Abstract

Biological composites are renowned for their elaborate heterogeneous architectures at multiple scales, which lead to a unique combination of modulus, strength, and toughness. Inspired by biological composites, mimicking the heterogeneous structural design principles of biological composites is a powerful strategy to construct high-performance structural composites. Here, we creatively transfer some heterogeneous principles of biological composites to the structural design of nanocomposite hydrogels. Unique heterogeneous conductive graphene-PNIPAM-clay hydrogels are prepared through a combination of inhomogeneous water removal processes, in situ free-radical polymerization, and chemical reduction of graphene oxide.
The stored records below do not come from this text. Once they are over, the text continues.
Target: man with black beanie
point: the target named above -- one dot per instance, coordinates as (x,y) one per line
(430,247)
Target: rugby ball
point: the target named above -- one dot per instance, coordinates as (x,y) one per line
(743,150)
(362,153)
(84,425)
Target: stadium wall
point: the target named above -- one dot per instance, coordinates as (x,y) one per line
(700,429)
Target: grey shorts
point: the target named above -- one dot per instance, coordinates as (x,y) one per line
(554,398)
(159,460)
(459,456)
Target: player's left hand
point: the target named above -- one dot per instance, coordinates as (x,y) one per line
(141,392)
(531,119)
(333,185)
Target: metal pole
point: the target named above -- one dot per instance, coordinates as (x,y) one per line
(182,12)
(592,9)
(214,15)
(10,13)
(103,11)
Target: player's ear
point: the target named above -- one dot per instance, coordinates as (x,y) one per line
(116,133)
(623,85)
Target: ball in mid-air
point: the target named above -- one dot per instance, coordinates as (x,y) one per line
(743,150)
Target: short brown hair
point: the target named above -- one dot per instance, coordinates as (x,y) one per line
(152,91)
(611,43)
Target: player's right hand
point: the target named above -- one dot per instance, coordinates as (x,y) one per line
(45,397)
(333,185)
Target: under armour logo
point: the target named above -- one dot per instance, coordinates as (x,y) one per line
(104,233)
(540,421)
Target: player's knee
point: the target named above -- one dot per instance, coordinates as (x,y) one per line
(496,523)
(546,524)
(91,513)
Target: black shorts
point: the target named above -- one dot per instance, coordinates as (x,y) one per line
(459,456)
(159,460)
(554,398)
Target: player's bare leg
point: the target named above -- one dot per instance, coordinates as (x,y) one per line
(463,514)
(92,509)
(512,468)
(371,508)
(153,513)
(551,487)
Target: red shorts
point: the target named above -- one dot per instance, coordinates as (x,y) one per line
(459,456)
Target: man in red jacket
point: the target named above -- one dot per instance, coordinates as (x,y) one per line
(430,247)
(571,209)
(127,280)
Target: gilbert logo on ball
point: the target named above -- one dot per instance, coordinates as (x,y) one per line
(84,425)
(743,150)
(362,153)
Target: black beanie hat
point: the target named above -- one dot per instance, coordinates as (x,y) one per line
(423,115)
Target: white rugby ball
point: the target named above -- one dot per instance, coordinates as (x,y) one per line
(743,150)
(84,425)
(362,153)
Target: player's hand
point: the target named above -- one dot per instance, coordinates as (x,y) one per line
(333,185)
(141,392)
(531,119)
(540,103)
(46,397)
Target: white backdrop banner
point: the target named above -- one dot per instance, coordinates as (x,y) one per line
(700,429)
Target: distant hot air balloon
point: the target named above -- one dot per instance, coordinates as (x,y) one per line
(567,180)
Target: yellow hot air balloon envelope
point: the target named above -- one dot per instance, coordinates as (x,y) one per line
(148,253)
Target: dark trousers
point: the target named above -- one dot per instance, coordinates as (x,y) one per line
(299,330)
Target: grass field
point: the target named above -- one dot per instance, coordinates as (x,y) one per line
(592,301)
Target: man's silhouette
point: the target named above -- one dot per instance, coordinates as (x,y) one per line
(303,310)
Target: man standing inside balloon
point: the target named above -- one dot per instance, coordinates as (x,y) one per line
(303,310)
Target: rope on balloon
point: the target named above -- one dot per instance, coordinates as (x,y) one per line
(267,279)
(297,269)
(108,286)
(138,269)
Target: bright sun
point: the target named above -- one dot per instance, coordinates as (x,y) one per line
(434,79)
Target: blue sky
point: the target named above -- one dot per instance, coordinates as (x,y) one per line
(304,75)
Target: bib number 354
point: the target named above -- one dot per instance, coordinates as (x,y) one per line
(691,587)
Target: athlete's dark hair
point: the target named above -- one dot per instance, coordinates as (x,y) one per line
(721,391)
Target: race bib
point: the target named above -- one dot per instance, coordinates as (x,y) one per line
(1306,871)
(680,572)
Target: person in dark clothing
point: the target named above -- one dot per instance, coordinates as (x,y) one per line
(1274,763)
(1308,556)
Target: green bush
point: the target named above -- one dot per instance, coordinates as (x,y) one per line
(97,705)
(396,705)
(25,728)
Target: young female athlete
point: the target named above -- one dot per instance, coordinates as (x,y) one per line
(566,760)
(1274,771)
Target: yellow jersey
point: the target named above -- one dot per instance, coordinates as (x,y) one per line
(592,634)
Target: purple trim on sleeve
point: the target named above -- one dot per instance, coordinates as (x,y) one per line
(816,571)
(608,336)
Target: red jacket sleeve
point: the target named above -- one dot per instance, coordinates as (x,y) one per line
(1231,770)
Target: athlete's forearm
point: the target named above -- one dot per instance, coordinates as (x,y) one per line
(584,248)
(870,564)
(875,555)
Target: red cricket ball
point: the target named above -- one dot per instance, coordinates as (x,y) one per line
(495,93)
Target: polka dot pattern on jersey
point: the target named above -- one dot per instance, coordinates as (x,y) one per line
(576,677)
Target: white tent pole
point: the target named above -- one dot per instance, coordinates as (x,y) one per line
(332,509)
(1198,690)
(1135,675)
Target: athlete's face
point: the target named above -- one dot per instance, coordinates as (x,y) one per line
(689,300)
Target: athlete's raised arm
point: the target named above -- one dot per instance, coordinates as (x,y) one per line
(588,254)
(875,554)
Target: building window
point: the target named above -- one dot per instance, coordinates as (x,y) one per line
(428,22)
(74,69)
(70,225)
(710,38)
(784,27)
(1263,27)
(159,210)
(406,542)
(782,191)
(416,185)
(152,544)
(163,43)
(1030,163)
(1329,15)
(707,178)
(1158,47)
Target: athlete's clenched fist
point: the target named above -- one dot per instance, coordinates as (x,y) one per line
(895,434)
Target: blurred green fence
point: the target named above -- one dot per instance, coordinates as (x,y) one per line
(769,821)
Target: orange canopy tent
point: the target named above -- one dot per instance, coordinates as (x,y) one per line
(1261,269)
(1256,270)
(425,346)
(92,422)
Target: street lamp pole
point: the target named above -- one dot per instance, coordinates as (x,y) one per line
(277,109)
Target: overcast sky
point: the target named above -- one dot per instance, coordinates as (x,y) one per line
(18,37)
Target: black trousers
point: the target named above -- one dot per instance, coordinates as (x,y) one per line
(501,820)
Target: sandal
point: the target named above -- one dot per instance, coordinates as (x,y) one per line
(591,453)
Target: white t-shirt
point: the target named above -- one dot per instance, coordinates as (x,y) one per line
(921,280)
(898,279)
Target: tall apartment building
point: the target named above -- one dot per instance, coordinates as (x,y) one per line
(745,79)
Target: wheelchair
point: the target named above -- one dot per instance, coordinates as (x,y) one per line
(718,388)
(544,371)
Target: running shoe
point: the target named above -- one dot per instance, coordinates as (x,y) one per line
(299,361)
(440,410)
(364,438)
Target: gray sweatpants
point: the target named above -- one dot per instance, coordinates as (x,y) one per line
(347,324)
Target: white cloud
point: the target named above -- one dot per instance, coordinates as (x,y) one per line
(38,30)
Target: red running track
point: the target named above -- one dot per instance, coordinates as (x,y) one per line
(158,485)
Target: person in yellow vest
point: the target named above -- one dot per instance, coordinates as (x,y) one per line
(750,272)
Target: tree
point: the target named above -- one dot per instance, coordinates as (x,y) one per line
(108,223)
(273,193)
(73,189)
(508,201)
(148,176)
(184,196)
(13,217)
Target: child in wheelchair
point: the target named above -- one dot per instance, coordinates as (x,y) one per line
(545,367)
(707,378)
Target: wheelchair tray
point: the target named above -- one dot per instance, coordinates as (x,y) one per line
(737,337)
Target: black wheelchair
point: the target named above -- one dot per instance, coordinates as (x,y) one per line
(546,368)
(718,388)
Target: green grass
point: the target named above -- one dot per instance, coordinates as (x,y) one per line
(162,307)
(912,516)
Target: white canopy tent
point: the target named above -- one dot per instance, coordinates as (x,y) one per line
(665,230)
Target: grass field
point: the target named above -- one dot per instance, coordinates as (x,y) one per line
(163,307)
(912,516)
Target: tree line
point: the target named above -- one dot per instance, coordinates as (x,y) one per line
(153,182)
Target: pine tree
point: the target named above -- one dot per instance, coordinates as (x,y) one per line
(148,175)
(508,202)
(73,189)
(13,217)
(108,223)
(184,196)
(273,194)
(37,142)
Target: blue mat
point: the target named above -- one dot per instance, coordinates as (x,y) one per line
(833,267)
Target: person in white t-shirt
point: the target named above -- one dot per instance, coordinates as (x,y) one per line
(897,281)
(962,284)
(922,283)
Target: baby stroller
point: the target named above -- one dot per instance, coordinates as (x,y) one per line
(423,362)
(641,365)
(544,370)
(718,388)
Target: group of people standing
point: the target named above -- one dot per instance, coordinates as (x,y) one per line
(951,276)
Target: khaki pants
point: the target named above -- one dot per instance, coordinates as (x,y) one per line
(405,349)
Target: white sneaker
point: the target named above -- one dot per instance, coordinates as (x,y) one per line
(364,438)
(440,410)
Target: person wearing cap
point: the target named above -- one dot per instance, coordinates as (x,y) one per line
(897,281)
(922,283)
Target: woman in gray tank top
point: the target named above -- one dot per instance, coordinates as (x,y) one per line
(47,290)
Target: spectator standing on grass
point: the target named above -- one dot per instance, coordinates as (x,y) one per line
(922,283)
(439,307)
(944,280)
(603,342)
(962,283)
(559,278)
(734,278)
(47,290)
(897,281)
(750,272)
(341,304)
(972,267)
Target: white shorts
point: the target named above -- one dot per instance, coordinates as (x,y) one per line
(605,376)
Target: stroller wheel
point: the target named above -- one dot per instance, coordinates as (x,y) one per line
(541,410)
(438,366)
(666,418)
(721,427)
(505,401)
The nanocomposite hydrogels exhibit hierarchical layered heterogeneous architectures with alternate stacking of dense laminated layers and loose porous layers. Under tensile load, the stiff dense laminated layers serve as sacrificial layers that fracture at a relatively low strain, while the stretchable loose porous layers serve as energy dissipation layers by large extension afterward. Such local inhomogeneous deformation of the two heterogeneous layers enables the nanocomposite hydrogels to integrate superior modulus, strength, and toughness (9.69 MPa, 0.97 MPa, and 5.60 MJ/m(3), respectively). The study might provide meaningful enlightenments for rational structural design of future high-performance nanocomposite hydrogels.